“‘They gave it me,’ Humpty Dumpty continued thoughtfully, as he crossed one knee over the other and clasped his hands round it, ‘they gave it me–for an un-birthday present.’
‘I beg your pardon?’ Alice said with a puzzled air.
‘I’m not offended,’ said Humpty Dumpty.
‘I mean, what IS an un-birthday present?’
‘A present given when it isn’t your birthday, of course.'”
-“Through the Looking Glass” by Lewis Carroll
Recently, when I was trying to brainstorm some ideas about articles on birthday parties, it occurred to me that in general, most birthday party planning tactics had already been covered in articles around the web. So, I thought, what if I were to go in some other direction- like for instance, un-birthdays.
What is an un-birthday, you ask? Well, it’s one of the 364 days a year that aren’t your birthday of course. Everyone has them, but few celebrate them. The concept, of course, comes from Lewis Carroll’s Through the Looking Glass, more popularly highlighted in Disney’s animated feature Alice in Wonderland. It’s a concept that could be adapted to allow children to become interested in a piece of classic literature in an interactive fashion, as well as (for smaller children) learn about how Birthday parties are organized- by planning one for each other.

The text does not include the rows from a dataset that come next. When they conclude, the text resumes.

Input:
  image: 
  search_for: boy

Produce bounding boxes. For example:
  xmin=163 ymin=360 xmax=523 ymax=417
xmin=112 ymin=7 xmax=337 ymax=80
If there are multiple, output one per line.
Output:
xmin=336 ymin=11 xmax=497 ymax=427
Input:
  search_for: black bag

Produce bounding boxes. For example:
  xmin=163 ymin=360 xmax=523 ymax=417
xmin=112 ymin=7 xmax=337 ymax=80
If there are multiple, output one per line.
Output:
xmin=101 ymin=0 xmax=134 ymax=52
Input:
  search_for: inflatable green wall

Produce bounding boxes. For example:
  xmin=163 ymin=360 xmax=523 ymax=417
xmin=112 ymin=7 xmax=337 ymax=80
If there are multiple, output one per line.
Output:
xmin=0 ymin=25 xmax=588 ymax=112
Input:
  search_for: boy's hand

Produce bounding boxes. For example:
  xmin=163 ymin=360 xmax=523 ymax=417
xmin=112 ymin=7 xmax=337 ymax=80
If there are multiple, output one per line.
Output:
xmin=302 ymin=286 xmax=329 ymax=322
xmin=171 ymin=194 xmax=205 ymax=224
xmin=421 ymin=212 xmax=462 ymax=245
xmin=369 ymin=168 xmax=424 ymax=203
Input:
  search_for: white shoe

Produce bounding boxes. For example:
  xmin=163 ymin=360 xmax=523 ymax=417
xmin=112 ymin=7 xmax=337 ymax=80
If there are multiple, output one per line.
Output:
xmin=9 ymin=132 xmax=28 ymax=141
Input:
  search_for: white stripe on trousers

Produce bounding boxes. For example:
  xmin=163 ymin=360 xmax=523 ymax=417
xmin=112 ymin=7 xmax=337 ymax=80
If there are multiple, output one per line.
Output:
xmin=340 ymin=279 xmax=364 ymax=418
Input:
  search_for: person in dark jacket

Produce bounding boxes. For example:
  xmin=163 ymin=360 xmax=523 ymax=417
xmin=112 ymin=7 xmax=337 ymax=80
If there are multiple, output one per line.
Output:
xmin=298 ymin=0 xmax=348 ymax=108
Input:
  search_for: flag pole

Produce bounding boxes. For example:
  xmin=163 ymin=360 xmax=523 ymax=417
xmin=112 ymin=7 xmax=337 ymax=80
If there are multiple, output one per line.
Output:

Birthdays come but once a year, and outside of Christmas or Halloween, it’s hard for kids to find an excuse to have a party in the summer months if most people they know have birthdays in the fall or winter. I grew up having a birthday at the end of October, so naturally my birthday parties as a child were always Halloween or autumn themes, as opposed to being able to have a pool party or a BBQ. Anybody that’s ever had a birthday right near a holiday, or during the winter probably knows that your options can be severely limited. So have a party anyway, just for the heck of it.

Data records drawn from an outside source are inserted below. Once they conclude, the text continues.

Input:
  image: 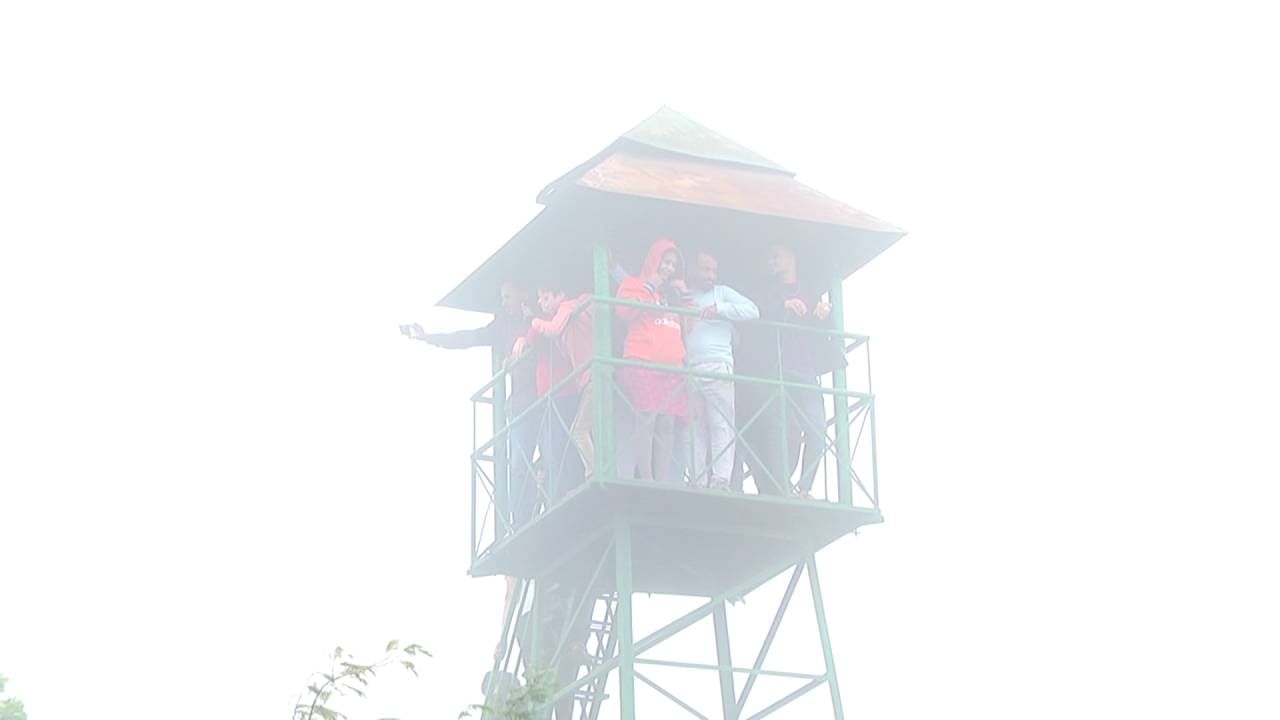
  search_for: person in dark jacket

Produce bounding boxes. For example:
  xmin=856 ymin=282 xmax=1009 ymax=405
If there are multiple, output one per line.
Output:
xmin=733 ymin=243 xmax=845 ymax=497
xmin=760 ymin=243 xmax=846 ymax=497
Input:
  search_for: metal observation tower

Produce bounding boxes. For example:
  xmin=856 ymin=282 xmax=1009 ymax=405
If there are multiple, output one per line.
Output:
xmin=440 ymin=108 xmax=904 ymax=720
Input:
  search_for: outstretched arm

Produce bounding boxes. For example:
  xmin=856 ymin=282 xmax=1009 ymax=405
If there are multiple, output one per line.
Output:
xmin=529 ymin=300 xmax=579 ymax=338
xmin=716 ymin=286 xmax=760 ymax=320
xmin=616 ymin=278 xmax=655 ymax=323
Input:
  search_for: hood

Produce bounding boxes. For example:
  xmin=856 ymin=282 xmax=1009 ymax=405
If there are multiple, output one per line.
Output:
xmin=640 ymin=237 xmax=685 ymax=282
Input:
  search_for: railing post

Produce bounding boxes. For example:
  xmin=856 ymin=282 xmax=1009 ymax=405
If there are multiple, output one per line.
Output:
xmin=589 ymin=238 xmax=617 ymax=482
xmin=493 ymin=347 xmax=511 ymax=542
xmin=831 ymin=278 xmax=854 ymax=506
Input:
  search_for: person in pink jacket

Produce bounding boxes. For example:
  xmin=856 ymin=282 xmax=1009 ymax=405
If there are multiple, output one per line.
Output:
xmin=617 ymin=238 xmax=689 ymax=482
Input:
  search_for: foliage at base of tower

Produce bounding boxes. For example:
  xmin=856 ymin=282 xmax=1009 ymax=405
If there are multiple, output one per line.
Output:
xmin=293 ymin=641 xmax=431 ymax=720
xmin=458 ymin=669 xmax=554 ymax=720
xmin=0 ymin=675 xmax=27 ymax=720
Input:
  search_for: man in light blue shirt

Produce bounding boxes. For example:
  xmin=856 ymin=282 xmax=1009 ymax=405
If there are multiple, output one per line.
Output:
xmin=685 ymin=250 xmax=760 ymax=491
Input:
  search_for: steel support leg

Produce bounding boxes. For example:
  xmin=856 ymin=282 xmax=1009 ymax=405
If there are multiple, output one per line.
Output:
xmin=712 ymin=602 xmax=737 ymax=720
xmin=613 ymin=521 xmax=636 ymax=720
xmin=808 ymin=555 xmax=845 ymax=720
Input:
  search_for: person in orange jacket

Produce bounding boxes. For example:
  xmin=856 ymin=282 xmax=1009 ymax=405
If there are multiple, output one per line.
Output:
xmin=617 ymin=238 xmax=689 ymax=482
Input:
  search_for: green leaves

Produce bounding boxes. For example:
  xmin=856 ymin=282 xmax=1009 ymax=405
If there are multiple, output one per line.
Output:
xmin=293 ymin=639 xmax=431 ymax=720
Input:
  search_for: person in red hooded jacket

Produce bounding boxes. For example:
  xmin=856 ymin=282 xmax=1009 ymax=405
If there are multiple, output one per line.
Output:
xmin=617 ymin=238 xmax=689 ymax=482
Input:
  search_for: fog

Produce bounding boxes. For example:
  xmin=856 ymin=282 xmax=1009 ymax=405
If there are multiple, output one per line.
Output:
xmin=0 ymin=1 xmax=1280 ymax=719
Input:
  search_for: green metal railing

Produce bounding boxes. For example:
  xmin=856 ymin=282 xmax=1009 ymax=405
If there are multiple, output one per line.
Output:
xmin=470 ymin=286 xmax=879 ymax=564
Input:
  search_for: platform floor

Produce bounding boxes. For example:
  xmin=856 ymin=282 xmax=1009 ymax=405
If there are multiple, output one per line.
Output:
xmin=471 ymin=482 xmax=883 ymax=597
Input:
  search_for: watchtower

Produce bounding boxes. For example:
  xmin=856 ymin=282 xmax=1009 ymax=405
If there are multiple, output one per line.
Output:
xmin=440 ymin=108 xmax=904 ymax=720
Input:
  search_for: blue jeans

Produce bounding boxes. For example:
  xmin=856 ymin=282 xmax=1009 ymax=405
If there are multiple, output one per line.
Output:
xmin=507 ymin=407 xmax=545 ymax=530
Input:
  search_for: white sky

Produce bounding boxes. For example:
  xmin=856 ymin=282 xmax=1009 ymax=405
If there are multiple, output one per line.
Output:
xmin=0 ymin=0 xmax=1280 ymax=720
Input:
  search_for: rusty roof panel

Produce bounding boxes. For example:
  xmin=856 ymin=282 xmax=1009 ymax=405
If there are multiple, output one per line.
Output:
xmin=577 ymin=150 xmax=904 ymax=234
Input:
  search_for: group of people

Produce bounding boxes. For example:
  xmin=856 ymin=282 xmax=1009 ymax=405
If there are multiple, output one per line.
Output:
xmin=403 ymin=238 xmax=845 ymax=528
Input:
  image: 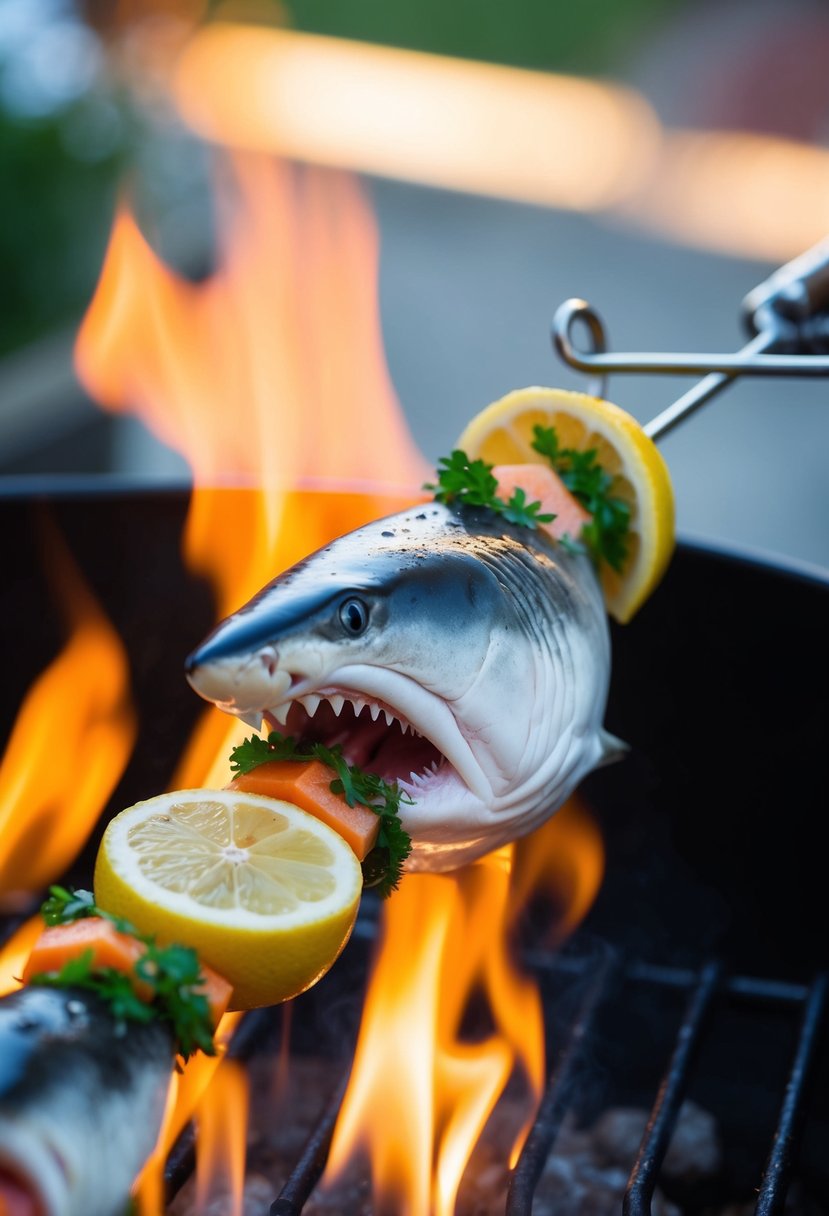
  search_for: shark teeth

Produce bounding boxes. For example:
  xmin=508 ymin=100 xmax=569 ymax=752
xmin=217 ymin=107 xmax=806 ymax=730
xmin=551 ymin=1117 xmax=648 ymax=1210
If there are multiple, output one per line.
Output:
xmin=406 ymin=760 xmax=439 ymax=789
xmin=262 ymin=692 xmax=422 ymax=738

So one theme that could be novel is an ‘un-birthday party’. Have a birthday party, but with no particular person in mind (or to celebrate someone’s birthday at a different time of year). Include all of the typical makings of a birthday party- cake, hats, decorations, and treat bags- but have the kids draw names out of a hat and exchange ‘un-birthday presents’ and cards.
Since the birthday party wouldn’t be focused on anyone in particular, it could be a great opportunity for a class or group of kids to collaborate on what they want at the birthday party. Every child can contribute something, and be creative about it.

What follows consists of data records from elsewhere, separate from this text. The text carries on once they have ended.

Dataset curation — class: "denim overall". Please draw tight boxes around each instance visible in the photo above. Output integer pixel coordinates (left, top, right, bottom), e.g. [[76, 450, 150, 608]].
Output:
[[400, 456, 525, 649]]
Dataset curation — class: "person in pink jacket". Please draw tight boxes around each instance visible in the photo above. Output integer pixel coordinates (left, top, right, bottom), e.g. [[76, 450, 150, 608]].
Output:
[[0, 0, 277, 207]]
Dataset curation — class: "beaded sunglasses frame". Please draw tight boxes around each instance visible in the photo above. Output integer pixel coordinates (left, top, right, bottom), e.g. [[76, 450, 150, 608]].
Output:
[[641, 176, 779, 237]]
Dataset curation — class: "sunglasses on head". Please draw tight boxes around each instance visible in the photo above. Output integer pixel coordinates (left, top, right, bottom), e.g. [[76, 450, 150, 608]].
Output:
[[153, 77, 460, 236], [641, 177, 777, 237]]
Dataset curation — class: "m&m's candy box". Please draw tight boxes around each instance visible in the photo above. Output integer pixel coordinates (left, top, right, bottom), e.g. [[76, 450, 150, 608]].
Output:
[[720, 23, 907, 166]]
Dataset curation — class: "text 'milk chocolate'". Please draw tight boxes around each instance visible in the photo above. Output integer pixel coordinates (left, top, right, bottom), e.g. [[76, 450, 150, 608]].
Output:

Here are a few possible suggestions:
In advance, have the children collaborate on what sort of decorations/birthday party theme they want- make sure that each child has a say, and contributes some creative suggestion to the birthday party planning. This could be a valuable exercise in collaboration, especially if they’ve never planned anything together before.
Have cupcakes instead of a regular cake. Even better, have the children make the cupcakes themselves, and decorate them. Put a birthday candle on each one.
Teach the kids how to do birthday party related things like making balloon animals. Maybe bring in a professional clown or someone who is experienced enough to teach them something small and easy.
Have each child bring one type item to put in the treat bags. This can include anything from toy jewelry, to whistles to candy, as long as there’s enough for everyone to have one in their bag.
The bottom line is to be creative- it’s fun to do something a little bit different once in a while, and the more you can laugh while planning a birthday party, the better. Endorse an attitude of general silliness. Hell, I think I might even try this, and I’m an adult!